HAFNARFJÖRDUR, ICELAND
“A beautiful operation, Comrade General.” The Ambassador beamed.
“Your support was most valuable,” the General lied through his teeth. The Soviet embassy to Iceland had over sixty members, almost all intelligence types of one sort or another. Instead of doing something useful, like seizing the telephone exchange, on donning their uniforms they had been rounding up local political figures. Most of the members of Iceland’s ancient Parliament, the Althing, had been arrested. Necessary, the General agreed, but too roughly done, with one of them killed in the process and two more shot. Better to be gentle with them, he thought. This was not Afghanistan. The Icelanders had no warrior tradition, and a gentler approach might have shown better returns. But
that aspect of the operation was under KGB control, its control team already in place with the embassy personnel. “With your permission, there is much yet to be done.”
The General went back up the jacob’s ladder onto the Fucik. Problems had developed in off-loading the division’s missile battalion. The barges that contained that equipment had been damaged by the missile strike. The newly installed landing doors had jammed solid and had to be torched free. He shrugged. Up to now, Polar Glory had been a near textbook operation. Not bad for a scratch crew. Most of his rolling equipment—two hundred armored vehicles and many trucks—had already been mated with their troops and dispersed. The SA-11 battalion was all that remained.

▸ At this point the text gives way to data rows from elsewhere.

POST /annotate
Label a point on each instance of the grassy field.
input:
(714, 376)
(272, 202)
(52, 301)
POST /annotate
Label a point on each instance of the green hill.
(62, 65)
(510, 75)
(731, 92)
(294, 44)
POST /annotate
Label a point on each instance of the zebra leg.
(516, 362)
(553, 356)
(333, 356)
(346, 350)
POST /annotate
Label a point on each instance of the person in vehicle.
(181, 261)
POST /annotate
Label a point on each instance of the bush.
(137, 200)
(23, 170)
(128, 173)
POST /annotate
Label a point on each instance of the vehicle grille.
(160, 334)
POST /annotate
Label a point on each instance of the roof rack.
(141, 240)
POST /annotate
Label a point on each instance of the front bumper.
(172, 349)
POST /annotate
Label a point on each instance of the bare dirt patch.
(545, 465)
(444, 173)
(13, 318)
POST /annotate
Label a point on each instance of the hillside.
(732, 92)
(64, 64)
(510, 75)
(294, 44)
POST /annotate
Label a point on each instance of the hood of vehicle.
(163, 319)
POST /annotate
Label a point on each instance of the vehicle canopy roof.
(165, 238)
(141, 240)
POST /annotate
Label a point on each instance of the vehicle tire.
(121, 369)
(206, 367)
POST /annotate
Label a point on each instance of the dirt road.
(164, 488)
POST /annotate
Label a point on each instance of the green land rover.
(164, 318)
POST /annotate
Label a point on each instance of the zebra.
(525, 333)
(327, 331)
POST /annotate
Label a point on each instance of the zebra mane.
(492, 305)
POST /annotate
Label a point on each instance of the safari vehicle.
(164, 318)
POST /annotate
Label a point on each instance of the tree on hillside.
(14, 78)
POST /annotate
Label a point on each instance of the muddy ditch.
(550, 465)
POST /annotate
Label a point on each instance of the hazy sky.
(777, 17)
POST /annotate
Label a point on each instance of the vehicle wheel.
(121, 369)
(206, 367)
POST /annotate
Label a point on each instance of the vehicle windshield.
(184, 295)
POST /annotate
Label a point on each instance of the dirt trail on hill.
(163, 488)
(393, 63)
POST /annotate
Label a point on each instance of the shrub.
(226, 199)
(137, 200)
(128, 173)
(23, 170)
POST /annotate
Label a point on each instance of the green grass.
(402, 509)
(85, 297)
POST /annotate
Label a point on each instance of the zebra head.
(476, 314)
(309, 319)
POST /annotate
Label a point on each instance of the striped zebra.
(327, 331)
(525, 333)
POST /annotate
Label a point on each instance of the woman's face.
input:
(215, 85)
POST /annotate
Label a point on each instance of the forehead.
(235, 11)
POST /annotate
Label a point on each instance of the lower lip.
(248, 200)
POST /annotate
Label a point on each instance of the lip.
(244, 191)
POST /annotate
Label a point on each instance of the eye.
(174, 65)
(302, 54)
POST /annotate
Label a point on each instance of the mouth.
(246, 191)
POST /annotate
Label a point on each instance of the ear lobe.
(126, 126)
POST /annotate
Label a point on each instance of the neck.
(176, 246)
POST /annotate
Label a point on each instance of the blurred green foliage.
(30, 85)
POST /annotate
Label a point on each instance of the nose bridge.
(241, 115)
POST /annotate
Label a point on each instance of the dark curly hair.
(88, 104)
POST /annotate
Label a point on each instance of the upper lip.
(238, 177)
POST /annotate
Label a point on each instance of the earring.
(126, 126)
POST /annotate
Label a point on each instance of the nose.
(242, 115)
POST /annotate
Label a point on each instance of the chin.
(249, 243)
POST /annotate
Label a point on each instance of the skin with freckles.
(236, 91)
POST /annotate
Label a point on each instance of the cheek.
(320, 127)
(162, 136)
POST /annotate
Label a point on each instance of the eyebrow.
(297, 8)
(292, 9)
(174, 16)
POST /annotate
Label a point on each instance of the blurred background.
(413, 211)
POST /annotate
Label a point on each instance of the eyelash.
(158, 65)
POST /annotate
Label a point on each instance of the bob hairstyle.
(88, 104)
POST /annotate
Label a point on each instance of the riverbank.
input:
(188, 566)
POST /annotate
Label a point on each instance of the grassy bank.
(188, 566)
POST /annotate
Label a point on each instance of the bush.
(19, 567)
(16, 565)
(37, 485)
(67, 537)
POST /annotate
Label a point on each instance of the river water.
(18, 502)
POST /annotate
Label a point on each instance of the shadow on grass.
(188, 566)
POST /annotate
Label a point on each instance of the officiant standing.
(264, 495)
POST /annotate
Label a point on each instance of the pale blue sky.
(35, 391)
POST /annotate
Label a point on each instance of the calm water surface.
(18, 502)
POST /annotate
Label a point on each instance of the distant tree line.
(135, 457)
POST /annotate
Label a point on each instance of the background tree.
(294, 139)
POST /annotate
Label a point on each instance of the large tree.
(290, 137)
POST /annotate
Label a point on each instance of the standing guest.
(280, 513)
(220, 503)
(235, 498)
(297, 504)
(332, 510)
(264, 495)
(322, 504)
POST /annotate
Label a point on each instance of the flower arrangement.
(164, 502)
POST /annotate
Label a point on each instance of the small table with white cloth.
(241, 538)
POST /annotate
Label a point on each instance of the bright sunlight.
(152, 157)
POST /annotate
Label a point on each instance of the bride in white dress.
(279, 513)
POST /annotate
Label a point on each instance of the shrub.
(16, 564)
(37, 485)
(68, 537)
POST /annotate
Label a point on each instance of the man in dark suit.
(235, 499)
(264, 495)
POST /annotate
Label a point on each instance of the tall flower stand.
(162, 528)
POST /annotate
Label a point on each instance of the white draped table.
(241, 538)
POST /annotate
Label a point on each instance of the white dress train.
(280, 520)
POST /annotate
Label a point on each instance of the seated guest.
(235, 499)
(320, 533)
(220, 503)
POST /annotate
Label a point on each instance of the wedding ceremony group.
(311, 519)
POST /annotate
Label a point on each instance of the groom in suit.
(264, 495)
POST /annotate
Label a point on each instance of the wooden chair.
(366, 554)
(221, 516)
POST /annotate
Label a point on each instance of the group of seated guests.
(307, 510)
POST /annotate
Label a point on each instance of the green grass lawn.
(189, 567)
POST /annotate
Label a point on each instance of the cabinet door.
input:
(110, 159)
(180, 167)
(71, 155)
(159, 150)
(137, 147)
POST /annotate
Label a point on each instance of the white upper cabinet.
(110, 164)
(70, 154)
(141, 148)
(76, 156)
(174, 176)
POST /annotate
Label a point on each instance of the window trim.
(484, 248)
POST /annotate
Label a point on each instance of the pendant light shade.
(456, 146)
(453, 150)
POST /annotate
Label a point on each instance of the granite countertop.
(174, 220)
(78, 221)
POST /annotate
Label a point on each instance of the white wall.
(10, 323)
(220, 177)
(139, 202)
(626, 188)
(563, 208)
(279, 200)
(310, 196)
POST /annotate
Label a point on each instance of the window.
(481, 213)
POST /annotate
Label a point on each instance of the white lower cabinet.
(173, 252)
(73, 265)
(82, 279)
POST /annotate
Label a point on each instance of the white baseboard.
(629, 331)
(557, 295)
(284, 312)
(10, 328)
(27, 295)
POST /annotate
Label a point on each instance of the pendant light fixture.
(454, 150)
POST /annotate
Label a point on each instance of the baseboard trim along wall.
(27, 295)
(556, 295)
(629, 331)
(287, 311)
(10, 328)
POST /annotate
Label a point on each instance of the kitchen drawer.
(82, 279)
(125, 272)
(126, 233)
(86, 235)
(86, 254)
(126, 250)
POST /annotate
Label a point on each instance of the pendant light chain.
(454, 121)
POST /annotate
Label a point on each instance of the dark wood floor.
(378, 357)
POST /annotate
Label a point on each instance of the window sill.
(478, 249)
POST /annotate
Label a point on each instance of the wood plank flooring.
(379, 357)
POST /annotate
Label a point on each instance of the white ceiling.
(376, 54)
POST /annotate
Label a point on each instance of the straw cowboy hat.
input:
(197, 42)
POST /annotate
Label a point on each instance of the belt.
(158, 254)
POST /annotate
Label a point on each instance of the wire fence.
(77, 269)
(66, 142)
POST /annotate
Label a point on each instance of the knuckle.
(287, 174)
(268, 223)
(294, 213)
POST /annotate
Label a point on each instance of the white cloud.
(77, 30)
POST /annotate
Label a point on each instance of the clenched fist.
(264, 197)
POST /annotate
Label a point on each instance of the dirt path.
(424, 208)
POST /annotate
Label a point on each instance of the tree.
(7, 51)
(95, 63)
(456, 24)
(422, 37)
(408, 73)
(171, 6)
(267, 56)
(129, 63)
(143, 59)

“Bad news, Comrade General,” the SAM commander reported.
“Must I wait for it?” the General asked testily. It had been a very long day.

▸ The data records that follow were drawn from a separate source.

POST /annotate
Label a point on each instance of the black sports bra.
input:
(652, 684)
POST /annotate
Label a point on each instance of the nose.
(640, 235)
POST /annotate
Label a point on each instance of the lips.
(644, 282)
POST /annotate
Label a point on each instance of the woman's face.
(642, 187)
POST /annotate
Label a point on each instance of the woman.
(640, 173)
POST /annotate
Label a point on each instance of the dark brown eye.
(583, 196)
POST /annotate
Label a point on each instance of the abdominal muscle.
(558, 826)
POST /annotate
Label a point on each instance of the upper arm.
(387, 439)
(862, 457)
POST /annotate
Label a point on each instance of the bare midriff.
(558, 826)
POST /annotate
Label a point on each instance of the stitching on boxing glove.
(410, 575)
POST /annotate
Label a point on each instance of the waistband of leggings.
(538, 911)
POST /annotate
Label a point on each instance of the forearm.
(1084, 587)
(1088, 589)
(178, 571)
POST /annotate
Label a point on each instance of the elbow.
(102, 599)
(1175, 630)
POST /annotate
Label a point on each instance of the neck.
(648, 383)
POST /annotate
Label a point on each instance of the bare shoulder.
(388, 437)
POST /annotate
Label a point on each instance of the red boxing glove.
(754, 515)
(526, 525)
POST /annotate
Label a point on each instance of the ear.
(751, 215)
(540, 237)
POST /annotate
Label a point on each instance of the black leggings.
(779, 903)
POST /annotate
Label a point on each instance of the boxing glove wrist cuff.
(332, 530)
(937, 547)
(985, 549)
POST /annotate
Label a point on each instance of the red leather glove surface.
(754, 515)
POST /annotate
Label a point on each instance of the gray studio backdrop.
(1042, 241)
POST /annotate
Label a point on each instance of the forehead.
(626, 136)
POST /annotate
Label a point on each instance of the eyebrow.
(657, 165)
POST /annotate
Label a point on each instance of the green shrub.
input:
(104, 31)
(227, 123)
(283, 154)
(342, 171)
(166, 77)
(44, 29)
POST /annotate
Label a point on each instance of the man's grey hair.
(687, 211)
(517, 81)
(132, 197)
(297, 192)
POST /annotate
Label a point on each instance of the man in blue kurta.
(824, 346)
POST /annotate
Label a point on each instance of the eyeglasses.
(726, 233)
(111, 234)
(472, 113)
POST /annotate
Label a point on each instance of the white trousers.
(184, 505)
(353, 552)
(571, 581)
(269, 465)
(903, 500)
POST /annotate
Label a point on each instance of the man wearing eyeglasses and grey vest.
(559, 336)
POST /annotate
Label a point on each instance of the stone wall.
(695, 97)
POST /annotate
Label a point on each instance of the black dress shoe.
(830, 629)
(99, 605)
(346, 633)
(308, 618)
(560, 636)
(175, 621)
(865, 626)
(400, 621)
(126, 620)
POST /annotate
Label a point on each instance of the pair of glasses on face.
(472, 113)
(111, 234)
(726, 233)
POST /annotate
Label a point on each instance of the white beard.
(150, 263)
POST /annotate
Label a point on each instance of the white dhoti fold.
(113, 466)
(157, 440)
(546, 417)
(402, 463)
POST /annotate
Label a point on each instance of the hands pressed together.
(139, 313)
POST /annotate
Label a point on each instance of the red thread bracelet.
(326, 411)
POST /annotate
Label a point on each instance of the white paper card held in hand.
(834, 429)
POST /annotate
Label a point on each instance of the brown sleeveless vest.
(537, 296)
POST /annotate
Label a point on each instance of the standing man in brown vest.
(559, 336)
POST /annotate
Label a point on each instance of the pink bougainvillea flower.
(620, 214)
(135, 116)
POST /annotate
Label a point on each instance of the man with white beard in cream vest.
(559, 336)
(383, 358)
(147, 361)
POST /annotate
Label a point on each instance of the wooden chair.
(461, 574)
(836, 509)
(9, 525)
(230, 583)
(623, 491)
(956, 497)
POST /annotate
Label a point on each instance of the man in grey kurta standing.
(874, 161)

“We have three usable rockets.”
“Three?”
“Both these barges were ruptured when the American missile hit us. The shock damage accounted for several. The main damage came from the water used to fight the fire.”
“Those are mobile missiles,” the General objected. “Surely the designers anticipated that they might get wet!”
“Not with saltwater, Comrade. This is the army version, not the naval, and it is not protected against saltwater corrosion. The men who fought the fire did so with great gusto, and most of the rockets were soaked. The exposed control wiring and the radar seeker heads on the missile noses were badly damaged. My men have run electronic tests of all the rockets. Three are fully functional. Four more we can probably clean off and repair. The rest are ruined. We have to fly more in.”
The General controlled his temper. So, a small thing that no one had thought of. Aboard ship, fires are fought with saltwater. They should have asked for the naval variant of this rocket. It was always the small things.